黙って泣きながら飲むと、なんか塩味がした。
「……片想いって、つらいね」
「ですね。でも……“つらいほど誰かを思える”って、すごいことですよ」
「すごくない。だって、叶わない」
高道は、優しく笑った。
「さて、それはどうでしょうね」
翌朝。のんなは、もう行くまいと思っていた薬屋の前に、ふらりと立っていた。
清志が、ぽつんと一人で掃除していた。
目が合った。
「あ、お姉さん!」
清志が駆け寄ってくる。
「昨日、来なかったですね。……心配してましたよ」
「えっ……?」
「だって、毎日いたじゃないですか。猫も待ってましたよ」
のんなは言葉を詰まらせた。
「……でも……あの女の人、彼女さんでしょ?」
「え? ああ、妹ですよ」
「えっっっっっっ!?」
「なんか……ヤキモチですか?」
「っ……ち、違うし!!」
清志は、ちょっと恥ずかしそうに笑って、ふいに、のんなの手を取った。
「僕、お姉さんのこと、好きですよ」
「えっ、えっ、えええええええええええ!!??」
「だって、毎日来てくれて、猫に優しくて、たまに照れて、たまに怒って……」
清志は、のんなの裂けた口元を見て、にっこり笑った。
「……その顔も、慣れたらむしろ可愛いです」
「……ちょ、ちょっと待って……頭が追いつかないんだけど……」
「大丈夫です。

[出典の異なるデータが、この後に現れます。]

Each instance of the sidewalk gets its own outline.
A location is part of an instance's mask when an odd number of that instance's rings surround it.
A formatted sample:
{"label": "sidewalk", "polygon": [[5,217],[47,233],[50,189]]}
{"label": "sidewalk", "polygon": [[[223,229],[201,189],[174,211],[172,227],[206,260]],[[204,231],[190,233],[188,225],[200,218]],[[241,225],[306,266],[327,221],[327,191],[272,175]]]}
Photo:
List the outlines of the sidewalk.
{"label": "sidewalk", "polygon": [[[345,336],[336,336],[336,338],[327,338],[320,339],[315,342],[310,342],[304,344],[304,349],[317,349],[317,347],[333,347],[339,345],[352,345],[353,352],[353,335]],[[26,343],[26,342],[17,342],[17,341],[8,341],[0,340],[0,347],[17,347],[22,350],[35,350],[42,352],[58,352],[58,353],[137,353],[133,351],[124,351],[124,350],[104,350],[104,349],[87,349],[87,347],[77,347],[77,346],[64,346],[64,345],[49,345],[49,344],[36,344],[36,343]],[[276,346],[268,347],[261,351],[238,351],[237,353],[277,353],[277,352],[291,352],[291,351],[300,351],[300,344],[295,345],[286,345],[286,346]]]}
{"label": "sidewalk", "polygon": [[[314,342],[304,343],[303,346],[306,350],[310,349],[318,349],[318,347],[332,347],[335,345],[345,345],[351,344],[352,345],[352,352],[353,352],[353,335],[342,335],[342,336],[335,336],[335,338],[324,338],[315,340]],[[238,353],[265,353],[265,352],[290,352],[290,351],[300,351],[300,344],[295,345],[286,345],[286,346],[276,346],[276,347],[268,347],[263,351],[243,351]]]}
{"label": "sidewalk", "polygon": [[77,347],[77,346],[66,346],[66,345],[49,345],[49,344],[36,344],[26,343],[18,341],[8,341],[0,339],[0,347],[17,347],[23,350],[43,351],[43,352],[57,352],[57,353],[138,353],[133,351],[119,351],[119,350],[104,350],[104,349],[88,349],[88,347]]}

僕がゆっくり、慣らしていきますから」
「そういう問題じゃないし!!!」
「じゃあ、好きですって毎日言いに来ます。単純接触効果ってやつで」
「ひぃぃぃぃ、やめて〜〜〜〜!!!(でもうれしい!!!)」
のんなと清志は、お付き合いを始めた。
ことのは堂の高道は、縁側で静かに茶をすする。
「……恋も言葉も、時間をかけると、花が咲くものですね」
隣には肘をついて寝転ぶ青年が銀髪を揺らしている。